2024年7月23日12時20分より、シニアデータソリューションコンサルタントの中村が「日経クロストレンドフォーラム2024」のセッション「強化されるCookie規制を乗り越えるデータ活用戦略」に登壇しました。ここでは、その内容の一部をご紹介します。
当日の午前中、「Google Chromeが3rd Party Cookie廃止を撤回し、新たなプライバシー制御機能をChromeに追加する」というニュースが世界中を駆け巡りました。これまで3度にわたって延期されてきた3rd Party Cookie廃止が取り止められたことで、Webマーケティング担当者の中には安心した方もいるかもしれません。
しかし、この発表は、Cookieに頼らない対策が不要になったことを意味しているわけではありません。Googleは引き続き、代替策として「プライバシーサンドボックス」の開発を進めており、プライバシー保護を強化する姿勢は今後も変わらないと考えられます。
本講演の内容は、4部構成となります。内容の抜粋を説明いたします。
詳細は下記動画よりご覧ください。
規制や計測の変化
ユーザーのプライバシーに対する不信感は、インターネットの黎明期から存在していたかもしれません。しかし、GDPR(EU一般データ保護規則)やCPRA(カリフォルニア州プライバシー権法)をはじめとする規制強化により、企業の判断だけでプライバシーが守られる時代は終わり、デバイスやOS、ブラウザによる機能制限が現実的なものとなっています。これらの規制や計測機能の制限が、デジタルマーケティングにどのような影響を与えるのかが重要な課題です。

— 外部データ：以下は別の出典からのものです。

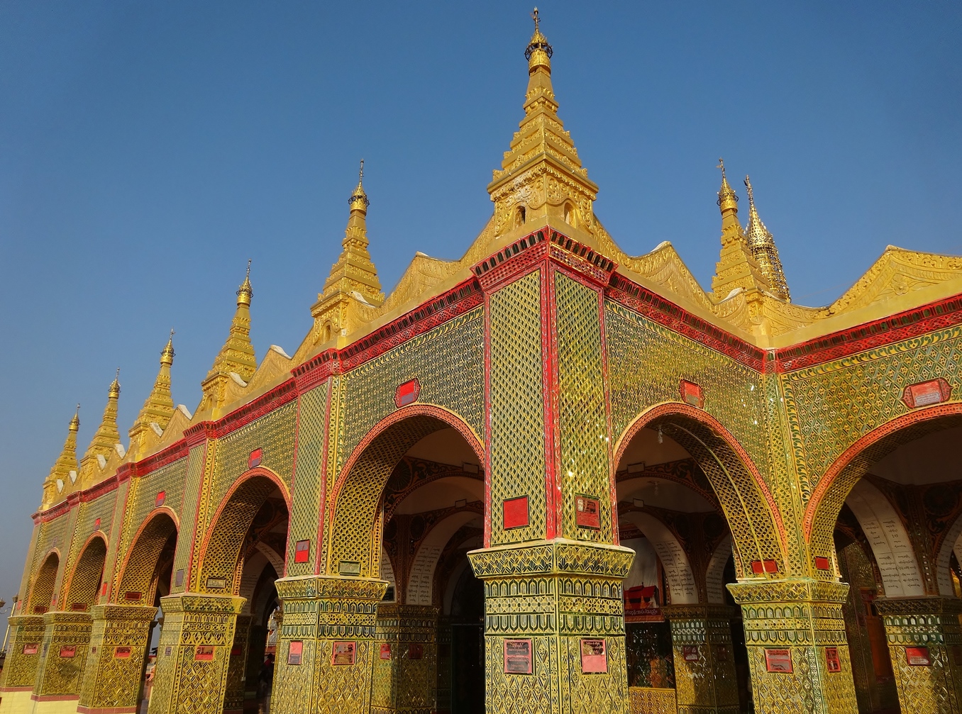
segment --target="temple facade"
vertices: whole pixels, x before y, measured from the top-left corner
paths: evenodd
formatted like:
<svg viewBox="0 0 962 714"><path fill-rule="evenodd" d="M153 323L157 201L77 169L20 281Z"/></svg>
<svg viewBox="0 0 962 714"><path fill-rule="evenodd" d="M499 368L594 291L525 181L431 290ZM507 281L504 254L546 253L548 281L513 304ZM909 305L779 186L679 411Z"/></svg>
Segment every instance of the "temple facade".
<svg viewBox="0 0 962 714"><path fill-rule="evenodd" d="M385 296L359 182L292 357L248 265L192 412L171 337L126 446L74 415L0 714L962 711L962 259L797 305L723 164L710 292L627 256L524 54L461 259Z"/></svg>

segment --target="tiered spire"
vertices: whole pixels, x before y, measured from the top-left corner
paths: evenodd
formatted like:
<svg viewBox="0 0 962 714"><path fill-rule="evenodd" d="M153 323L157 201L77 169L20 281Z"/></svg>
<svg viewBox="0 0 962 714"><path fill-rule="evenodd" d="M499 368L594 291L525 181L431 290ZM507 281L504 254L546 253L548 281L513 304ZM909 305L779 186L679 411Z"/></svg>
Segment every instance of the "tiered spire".
<svg viewBox="0 0 962 714"><path fill-rule="evenodd" d="M67 427L66 441L60 457L46 480L43 481L43 500L40 508L49 508L58 501L58 496L64 487L72 485L77 480L77 431L80 429L80 405L73 414L73 419Z"/></svg>
<svg viewBox="0 0 962 714"><path fill-rule="evenodd" d="M718 168L722 169L722 187L719 189L718 199L719 209L722 211L722 254L712 279L715 299L724 300L736 287L768 290L768 281L751 255L742 224L738 221L738 196L728 184L724 161L721 159Z"/></svg>
<svg viewBox="0 0 962 714"><path fill-rule="evenodd" d="M231 320L231 331L227 341L220 348L214 360L214 366L207 373L207 378L201 382L204 397L198 411L216 410L224 406L224 393L227 381L236 374L246 382L257 371L257 357L254 346L250 342L250 302L254 297L254 288L250 284L250 260L247 260L247 273L243 283L238 288L237 310ZM171 359L173 347L171 346Z"/></svg>
<svg viewBox="0 0 962 714"><path fill-rule="evenodd" d="M745 229L748 248L768 281L769 290L786 303L791 303L792 296L789 294L785 271L782 270L781 259L778 258L778 249L775 247L774 238L769 233L769 229L758 217L758 210L755 209L755 194L751 189L751 180L747 175L745 177L745 186L748 191L748 225Z"/></svg>
<svg viewBox="0 0 962 714"><path fill-rule="evenodd" d="M364 190L364 160L358 172L358 185L347 199L350 215L341 242L341 255L331 266L323 292L311 306L316 342L327 342L332 337L351 332L360 321L359 306L377 307L384 302L377 268L367 251L367 207L370 201Z"/></svg>
<svg viewBox="0 0 962 714"><path fill-rule="evenodd" d="M494 202L494 232L544 225L554 218L588 234L595 229L593 202L597 185L589 181L571 135L558 118L551 86L554 53L541 31L538 9L532 14L535 32L524 57L528 61L528 89L524 118L505 152L501 169L494 173L488 193Z"/></svg>
<svg viewBox="0 0 962 714"><path fill-rule="evenodd" d="M154 381L154 388L143 403L140 413L130 431L128 457L132 459L144 455L149 443L164 433L170 417L174 414L174 401L170 396L170 366L174 363L174 331L161 352L161 369Z"/></svg>

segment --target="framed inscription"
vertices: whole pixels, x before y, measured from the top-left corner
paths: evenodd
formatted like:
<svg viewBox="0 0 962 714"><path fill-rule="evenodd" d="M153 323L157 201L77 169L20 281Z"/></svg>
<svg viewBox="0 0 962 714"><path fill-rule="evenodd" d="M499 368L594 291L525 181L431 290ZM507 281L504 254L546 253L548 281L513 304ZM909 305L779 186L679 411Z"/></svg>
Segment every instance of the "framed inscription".
<svg viewBox="0 0 962 714"><path fill-rule="evenodd" d="M504 672L507 675L530 675L534 672L531 640L504 641Z"/></svg>

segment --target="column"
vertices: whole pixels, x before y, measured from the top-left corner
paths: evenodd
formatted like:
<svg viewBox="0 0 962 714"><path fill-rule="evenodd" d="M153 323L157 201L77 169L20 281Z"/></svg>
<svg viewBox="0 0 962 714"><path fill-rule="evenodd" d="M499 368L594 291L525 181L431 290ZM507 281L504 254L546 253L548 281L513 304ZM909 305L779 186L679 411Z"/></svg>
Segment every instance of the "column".
<svg viewBox="0 0 962 714"><path fill-rule="evenodd" d="M437 711L438 612L433 605L377 606L372 712Z"/></svg>
<svg viewBox="0 0 962 714"><path fill-rule="evenodd" d="M238 615L234 626L234 643L231 645L227 663L227 684L224 693L224 714L240 714L243 711L246 689L247 643L250 638L250 615Z"/></svg>
<svg viewBox="0 0 962 714"><path fill-rule="evenodd" d="M847 583L797 579L728 589L742 606L756 714L856 714L842 615Z"/></svg>
<svg viewBox="0 0 962 714"><path fill-rule="evenodd" d="M161 598L150 714L222 714L237 615L244 599L180 593Z"/></svg>
<svg viewBox="0 0 962 714"><path fill-rule="evenodd" d="M962 711L962 601L879 598L874 604L885 624L901 710Z"/></svg>
<svg viewBox="0 0 962 714"><path fill-rule="evenodd" d="M485 587L487 711L627 714L633 551L558 538L468 556Z"/></svg>
<svg viewBox="0 0 962 714"><path fill-rule="evenodd" d="M282 578L271 714L367 714L377 603L387 580Z"/></svg>
<svg viewBox="0 0 962 714"><path fill-rule="evenodd" d="M670 605L678 714L739 714L732 656L732 607Z"/></svg>
<svg viewBox="0 0 962 714"><path fill-rule="evenodd" d="M90 651L77 711L133 714L137 711L143 659L157 608L93 605L90 616Z"/></svg>
<svg viewBox="0 0 962 714"><path fill-rule="evenodd" d="M40 615L14 615L8 621L10 639L7 661L0 686L0 711L3 714L27 714L33 710L30 697L37 682L40 652L43 651L44 626Z"/></svg>
<svg viewBox="0 0 962 714"><path fill-rule="evenodd" d="M47 612L37 683L35 714L72 714L90 647L91 618L87 612Z"/></svg>

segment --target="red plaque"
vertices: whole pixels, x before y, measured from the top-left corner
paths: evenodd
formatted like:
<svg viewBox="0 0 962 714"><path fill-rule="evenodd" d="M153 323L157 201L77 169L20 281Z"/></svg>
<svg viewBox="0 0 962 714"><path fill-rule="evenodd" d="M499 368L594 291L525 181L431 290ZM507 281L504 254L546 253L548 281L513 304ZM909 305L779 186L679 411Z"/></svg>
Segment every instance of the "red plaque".
<svg viewBox="0 0 962 714"><path fill-rule="evenodd" d="M825 648L825 669L828 672L842 671L842 660L839 659L839 649L837 647Z"/></svg>
<svg viewBox="0 0 962 714"><path fill-rule="evenodd" d="M681 392L681 401L699 409L705 407L705 393L701 387L694 382L682 380L678 384L678 391Z"/></svg>
<svg viewBox="0 0 962 714"><path fill-rule="evenodd" d="M604 675L608 672L608 654L604 640L581 640L581 674Z"/></svg>
<svg viewBox="0 0 962 714"><path fill-rule="evenodd" d="M517 529L528 525L528 497L520 496L502 502L504 528Z"/></svg>
<svg viewBox="0 0 962 714"><path fill-rule="evenodd" d="M910 409L947 402L952 396L952 388L941 377L938 380L909 384L902 391L902 402Z"/></svg>
<svg viewBox="0 0 962 714"><path fill-rule="evenodd" d="M301 640L291 640L288 648L288 664L300 664L304 654L304 643Z"/></svg>
<svg viewBox="0 0 962 714"><path fill-rule="evenodd" d="M255 466L261 465L261 459L264 458L264 449L255 449L247 456L247 468L252 469Z"/></svg>
<svg viewBox="0 0 962 714"><path fill-rule="evenodd" d="M927 647L906 647L905 660L912 667L929 667L932 664Z"/></svg>
<svg viewBox="0 0 962 714"><path fill-rule="evenodd" d="M574 522L578 528L601 528L601 505L597 499L593 499L591 496L577 496L574 499Z"/></svg>
<svg viewBox="0 0 962 714"><path fill-rule="evenodd" d="M791 675L794 671L792 668L792 651L766 650L765 669L769 672L780 672L785 675Z"/></svg>
<svg viewBox="0 0 962 714"><path fill-rule="evenodd" d="M299 540L294 544L294 562L306 563L311 557L311 543L306 540Z"/></svg>
<svg viewBox="0 0 962 714"><path fill-rule="evenodd" d="M531 640L504 641L504 673L506 675L530 675Z"/></svg>
<svg viewBox="0 0 962 714"><path fill-rule="evenodd" d="M354 664L357 656L356 642L335 642L331 648L331 664Z"/></svg>
<svg viewBox="0 0 962 714"><path fill-rule="evenodd" d="M413 405L419 396L420 382L418 380L405 382L403 384L397 385L397 391L394 392L394 405L398 407Z"/></svg>

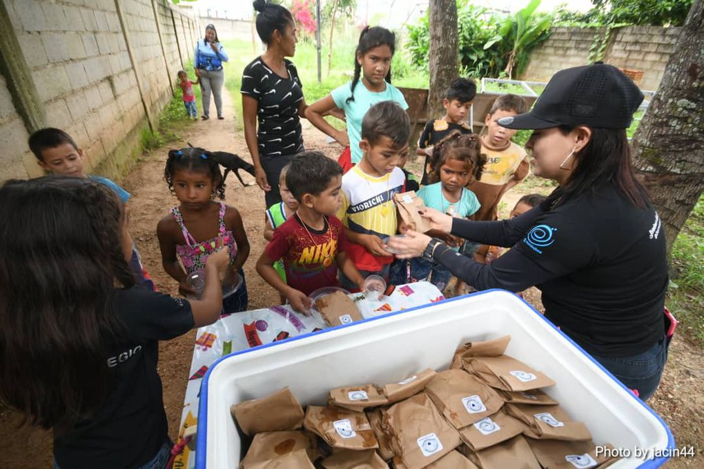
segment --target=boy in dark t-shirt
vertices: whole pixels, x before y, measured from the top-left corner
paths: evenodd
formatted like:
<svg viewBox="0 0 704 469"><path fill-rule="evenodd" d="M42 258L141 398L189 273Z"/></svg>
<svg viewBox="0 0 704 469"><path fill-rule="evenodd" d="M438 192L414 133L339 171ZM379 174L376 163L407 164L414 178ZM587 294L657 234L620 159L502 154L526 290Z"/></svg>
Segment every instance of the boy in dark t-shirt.
<svg viewBox="0 0 704 469"><path fill-rule="evenodd" d="M345 252L344 228L334 216L342 205L342 168L319 151L301 152L291 161L286 185L298 209L274 231L257 271L294 309L307 313L312 292L338 286L338 269L360 289L364 278ZM273 267L279 259L284 260L285 283Z"/></svg>
<svg viewBox="0 0 704 469"><path fill-rule="evenodd" d="M462 134L472 133L472 126L465 120L476 94L477 85L474 80L468 78L456 79L445 91L445 98L442 102L445 115L441 119L428 121L418 140L416 153L420 156L426 157L423 177L420 180L422 185L430 184L428 169L432 166L433 146L453 130L459 130Z"/></svg>

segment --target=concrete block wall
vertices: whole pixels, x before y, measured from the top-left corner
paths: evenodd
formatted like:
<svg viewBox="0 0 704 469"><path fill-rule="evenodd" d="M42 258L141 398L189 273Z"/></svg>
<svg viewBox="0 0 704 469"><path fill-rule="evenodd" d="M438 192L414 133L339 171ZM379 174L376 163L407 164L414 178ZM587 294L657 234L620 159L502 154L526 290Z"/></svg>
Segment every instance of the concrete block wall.
<svg viewBox="0 0 704 469"><path fill-rule="evenodd" d="M660 26L620 28L611 33L603 60L620 68L641 70L639 86L656 91L680 31L679 27ZM531 52L530 62L520 79L547 82L559 70L586 65L595 38L604 32L603 28L553 28L548 40Z"/></svg>
<svg viewBox="0 0 704 469"><path fill-rule="evenodd" d="M181 26L175 30L168 0L155 0L156 16L152 0L0 1L10 18L9 34L20 44L20 50L13 52L24 58L44 108L43 124L74 137L87 157L89 171L119 179L132 164L130 156L139 151L141 131L149 127L145 105L158 116L171 98L170 81L181 68L176 37L183 49L192 49L189 30L196 20L174 11ZM10 79L0 80L0 143L5 143L0 181L42 174L28 153L30 129L15 109L7 86Z"/></svg>

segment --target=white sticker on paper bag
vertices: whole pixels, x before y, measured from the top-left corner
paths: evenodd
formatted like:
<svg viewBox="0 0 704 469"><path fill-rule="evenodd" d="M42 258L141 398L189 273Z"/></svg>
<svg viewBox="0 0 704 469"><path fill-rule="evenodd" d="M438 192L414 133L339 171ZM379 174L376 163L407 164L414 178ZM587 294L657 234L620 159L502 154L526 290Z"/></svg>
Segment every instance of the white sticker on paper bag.
<svg viewBox="0 0 704 469"><path fill-rule="evenodd" d="M343 438L354 438L357 433L352 430L352 423L348 418L342 420L335 420L332 423L332 426L335 428L337 435Z"/></svg>
<svg viewBox="0 0 704 469"><path fill-rule="evenodd" d="M596 468L598 464L594 458L589 456L589 453L584 454L568 454L565 456L565 461L567 461L575 468L580 469L591 469Z"/></svg>
<svg viewBox="0 0 704 469"><path fill-rule="evenodd" d="M494 432L501 430L498 424L489 417L482 418L477 423L474 423L474 428L478 430L482 435L491 435Z"/></svg>
<svg viewBox="0 0 704 469"><path fill-rule="evenodd" d="M528 381L532 381L533 380L538 379L538 377L534 375L532 373L528 373L527 371L521 371L520 370L517 370L515 371L509 371L508 373L510 375L513 375L523 383L527 383Z"/></svg>
<svg viewBox="0 0 704 469"><path fill-rule="evenodd" d="M469 396L468 397L463 397L462 404L464 404L465 409L470 413L479 413L479 412L486 411L486 406L484 405L482 398L477 394Z"/></svg>
<svg viewBox="0 0 704 469"><path fill-rule="evenodd" d="M565 424L558 420L557 418L553 416L553 414L550 412L543 412L542 413L535 413L533 415L534 417L539 420L543 420L551 427L557 428L558 427L564 427Z"/></svg>
<svg viewBox="0 0 704 469"><path fill-rule="evenodd" d="M369 396L366 391L350 391L347 393L347 399L351 401L368 401Z"/></svg>
<svg viewBox="0 0 704 469"><path fill-rule="evenodd" d="M442 451L442 443L440 439L434 433L428 433L425 436L418 438L418 447L423 453L423 456L429 456Z"/></svg>

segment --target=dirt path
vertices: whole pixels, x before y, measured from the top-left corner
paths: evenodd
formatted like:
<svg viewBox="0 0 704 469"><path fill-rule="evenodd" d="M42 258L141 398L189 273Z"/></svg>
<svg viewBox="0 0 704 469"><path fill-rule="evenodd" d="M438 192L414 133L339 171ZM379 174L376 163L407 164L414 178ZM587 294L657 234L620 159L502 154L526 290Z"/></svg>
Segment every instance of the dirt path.
<svg viewBox="0 0 704 469"><path fill-rule="evenodd" d="M191 124L181 133L183 141L175 142L167 148L145 155L135 169L122 181L122 186L132 194L130 205L132 219L130 230L144 265L161 291L175 295L176 283L161 267L158 243L156 239L156 223L168 210L177 203L163 181L163 166L168 148L180 148L190 142L194 146L212 150L225 150L239 154L249 160L249 152L241 132L236 132L232 116L236 115L232 100L227 90L223 90L224 111L226 119L210 119ZM237 110L237 114L239 114ZM309 150L320 150L329 156L336 156L339 148L326 143L323 135L303 122L303 136ZM420 162L409 164L409 169L419 172ZM237 207L242 214L245 229L251 246L251 253L245 264L244 271L249 279L249 308L256 309L275 304L278 295L259 278L254 270L254 263L263 250L262 236L263 211L265 209L263 193L253 185L254 179L249 174L243 176L246 182L253 184L242 187L230 175L226 191L227 203ZM547 189L543 188L542 191ZM536 191L520 186L505 198L504 211L513 207L524 193ZM527 300L541 308L539 292L532 289ZM674 311L677 314L677 311ZM172 437L177 435L195 332L163 342L160 347L159 373L163 383L164 404L169 419ZM670 425L678 446L693 445L699 451L697 459L681 458L672 460L668 468L704 467L701 456L704 441L704 357L701 351L676 336L670 348L670 361L662 384L650 402L653 409ZM19 428L18 416L6 410L0 410L0 468L34 469L50 467L51 463L51 437L49 432Z"/></svg>

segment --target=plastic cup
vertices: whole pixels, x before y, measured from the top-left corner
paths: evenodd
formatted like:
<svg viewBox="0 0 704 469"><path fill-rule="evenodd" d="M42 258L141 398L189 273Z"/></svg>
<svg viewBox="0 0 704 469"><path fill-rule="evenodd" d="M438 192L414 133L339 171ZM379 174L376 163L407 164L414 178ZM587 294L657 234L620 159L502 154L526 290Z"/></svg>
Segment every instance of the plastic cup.
<svg viewBox="0 0 704 469"><path fill-rule="evenodd" d="M386 251L386 252L389 252L389 254L398 254L398 251L392 248L389 247L389 241L390 241L392 239L405 239L408 236L406 236L406 235L394 235L393 236L386 236L386 238L382 240L382 243L384 244L384 249Z"/></svg>
<svg viewBox="0 0 704 469"><path fill-rule="evenodd" d="M370 275L364 281L364 297L370 301L379 301L386 290L386 283L378 275Z"/></svg>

今後もこの規制や計測機能の制限は、長期的に続くと予想されます。そのため、まずはこれらの規制がどのような背景から生まれたのか、そしてどのような対応が求められるのかを理解することが重要です。規制に対して抜け道を探すような対策を取るだけでは、根本的な問題は解決しません。
ユーザーが抱くプライバシーへの不信感を取り除くことこそが、ブランド価値の向上に繋がります。そしてその上で、規制に対応した適切なマーケティング戦略を模索していく必要があります。
Cookie同意バナー
計測と広告の最適化という領域に対して、Googleはいくつかのソリューションをもっています。本講演では、Google同意モードにフォーカスして説明をしておりますが、そもそもCookie同意バナーがどのような目的でどのように運用されているかをパターンを整理して説明しております。プライバシーポリシーと同意バナーはセットで議論されます。各企業において徐々に整備がされていることが分かります。
詳しくは、下記動画をご覧ください。(該当箇所より再生が開始されます)
Googleの同意モードの導入
Cookie同意バナーを設置すること自体が目的ではありません。Cookie同意バナーは、ユーザーにCookieの使用を拒否する権利を提供するものです。これにより、ユーザーの行動計測に大きな影響を与える可能性がありますが、ユーザーにとっては不要な情報を企業やメディアに提供しない選択肢が得られることになります。このような仕組みを提供することで、ユーザーのプライバシーに対する不安を軽減することが期待できます。
一方で、ユーザーの同意情報に従った正確な計測も重要です。Googleタグマネージャーを使って、GA4や広告タグ、マーケティングツールを同意ステータスに従って適切に管理しましょう。また、失われたデータをできる限り復元することも大切です。例えば、GA4では適切にGoogle同意モードが実装されている場合、機械学習を活用して一部のデータを補完することができます。
最後に
規制や計測制限への対策として、Cookie同意バナーやGoogle同意モードの導入についてご説明しました。さらに、弊社ではサーバサイドGTMの導入や拡張コンバージョン計測、1stパーティデータの安定した収集など、さまざまな計測ソリューションもご提案しています。単にユーザー行動を計測するツールを導入してデータを集めるだけでは、十分な価値を引き出せる時代ではなくなりました。
これからは、ユーザーのプライバシーを守りながらデータを計測し、機械学習を活用して失われた情報を補完しつつ、データを最大限に活用できる環境を整えることが大切です。